Scale and Scope

A panel of business leaders and academics came together at Cass to discuss the scale and scope of businesses – and how important size is to whether a business succeeds.

A panel of business leaders and academics came together at Cass to discuss the scale and scope of businesses – and how important size is to whether a business succeeds.

The event:Scale and Scope: How Important Are a Company Size and Its Business Scope to Succeed in Today’s Business and Technological Environment? was chaired by Senior Lecturer of Strategy Dr Elena Novelli, who introduced:

  • Professor Gautam Ahuja, Harvey C Fruehauf Professor of Business Administration, Ross School of Business, University of Michigan
  • Professor Gianvito Lanzolla, Professor of Strategic Leadership, Head of the Faculty of Management, Cass Business School
  • Xavier Louis, Co-Founder & Chief Product Officer, Peak
  • Olivier Garel, Head of Ventures, Unilever Ventures
  • Andy Muldoon, CEO, PowaWeb, Powa Technologies
  • Ashish Saxena, Global Head of Marketing and Sales, LiquiForm Group, Amcor

Dr Novelli discussed the challenges businesses face and what strategies they use in deciding whether to broaden or narrow their scope. She said: “A new business proposition has a new technology at the bottom of it. More often than not technology has a broad span of applicability.

“The question about the scope of a firm is central to a business. In the current business environment there has been an explosive increase in reach.”

Professor Ahuja discussed the changes that had happened since the dawn of the internet. He said: “The internet has enabled a very high degree of connectivity. In the old world twenty start-ups would set up and they would all have a chance. Now there are 200, 2,000 start-ups.

“Whenever you start a business you need four types of capital – technological, financial, human and commercial. The first three have become a lot easier than the fourth.”

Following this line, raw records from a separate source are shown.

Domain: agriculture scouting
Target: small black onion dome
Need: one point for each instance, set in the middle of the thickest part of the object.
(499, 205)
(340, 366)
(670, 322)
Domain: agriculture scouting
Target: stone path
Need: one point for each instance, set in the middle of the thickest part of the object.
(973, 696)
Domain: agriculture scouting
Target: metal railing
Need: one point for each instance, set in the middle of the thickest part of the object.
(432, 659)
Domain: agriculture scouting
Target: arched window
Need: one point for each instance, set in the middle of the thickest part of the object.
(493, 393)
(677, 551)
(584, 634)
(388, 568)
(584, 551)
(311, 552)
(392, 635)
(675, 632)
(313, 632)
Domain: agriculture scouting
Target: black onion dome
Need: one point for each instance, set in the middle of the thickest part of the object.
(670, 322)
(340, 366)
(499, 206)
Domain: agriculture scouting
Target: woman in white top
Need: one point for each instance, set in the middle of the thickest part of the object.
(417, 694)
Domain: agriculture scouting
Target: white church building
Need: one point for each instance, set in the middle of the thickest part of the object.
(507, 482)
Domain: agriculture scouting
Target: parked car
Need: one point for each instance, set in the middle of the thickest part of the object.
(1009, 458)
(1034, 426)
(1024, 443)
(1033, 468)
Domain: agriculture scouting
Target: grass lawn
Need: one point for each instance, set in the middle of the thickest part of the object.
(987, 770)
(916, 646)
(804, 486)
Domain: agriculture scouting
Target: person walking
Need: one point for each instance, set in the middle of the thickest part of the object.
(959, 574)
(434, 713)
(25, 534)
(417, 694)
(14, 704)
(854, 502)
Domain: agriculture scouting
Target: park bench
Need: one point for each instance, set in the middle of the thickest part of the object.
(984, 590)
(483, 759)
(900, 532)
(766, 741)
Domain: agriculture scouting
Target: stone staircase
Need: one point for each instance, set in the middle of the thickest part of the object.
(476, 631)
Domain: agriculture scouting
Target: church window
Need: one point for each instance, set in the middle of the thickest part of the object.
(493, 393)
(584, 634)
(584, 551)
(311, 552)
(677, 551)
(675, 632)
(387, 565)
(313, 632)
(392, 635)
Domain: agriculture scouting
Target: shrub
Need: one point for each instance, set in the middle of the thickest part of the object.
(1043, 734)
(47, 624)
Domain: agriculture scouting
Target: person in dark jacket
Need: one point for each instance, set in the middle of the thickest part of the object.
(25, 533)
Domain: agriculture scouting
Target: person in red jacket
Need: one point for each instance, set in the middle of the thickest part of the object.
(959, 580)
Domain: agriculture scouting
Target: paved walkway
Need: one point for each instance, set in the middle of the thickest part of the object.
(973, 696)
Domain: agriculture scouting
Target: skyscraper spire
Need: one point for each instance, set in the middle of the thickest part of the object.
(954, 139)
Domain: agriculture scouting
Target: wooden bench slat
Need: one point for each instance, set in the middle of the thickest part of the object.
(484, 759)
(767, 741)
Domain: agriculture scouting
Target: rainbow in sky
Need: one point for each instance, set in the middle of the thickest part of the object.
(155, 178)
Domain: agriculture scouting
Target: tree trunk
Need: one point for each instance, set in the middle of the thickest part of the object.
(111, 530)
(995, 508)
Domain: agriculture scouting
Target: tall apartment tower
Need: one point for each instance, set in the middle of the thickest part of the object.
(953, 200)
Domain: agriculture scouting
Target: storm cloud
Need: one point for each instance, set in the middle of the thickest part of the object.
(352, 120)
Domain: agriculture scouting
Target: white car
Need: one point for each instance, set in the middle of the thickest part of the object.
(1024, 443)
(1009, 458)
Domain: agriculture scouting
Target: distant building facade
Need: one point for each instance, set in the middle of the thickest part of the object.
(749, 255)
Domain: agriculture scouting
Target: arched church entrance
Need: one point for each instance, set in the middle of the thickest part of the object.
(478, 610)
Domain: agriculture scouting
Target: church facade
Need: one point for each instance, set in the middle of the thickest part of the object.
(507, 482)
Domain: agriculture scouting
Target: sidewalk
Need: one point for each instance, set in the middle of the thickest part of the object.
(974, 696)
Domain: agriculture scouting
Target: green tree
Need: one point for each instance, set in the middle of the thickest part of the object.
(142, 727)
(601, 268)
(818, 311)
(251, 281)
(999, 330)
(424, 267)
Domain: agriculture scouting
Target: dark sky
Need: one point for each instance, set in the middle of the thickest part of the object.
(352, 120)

Mr Saxena discussed how the manufacturing world was different. He said: If you introduce a new technology there are three steps – technological development, operationalisation – building the product, and its route to market or commercialisation.”

Continuing the theme of competing start-ups, Mr Garel said: “Today there are many ways to contact consumers. You have to try and play smartly. A lot of start-ups can be easily copied – do you have the capital to scale-up and globalise your business straight away?”

But Mr Muldoon warned: “You can go too far too quickly. So then you have to rein it in.”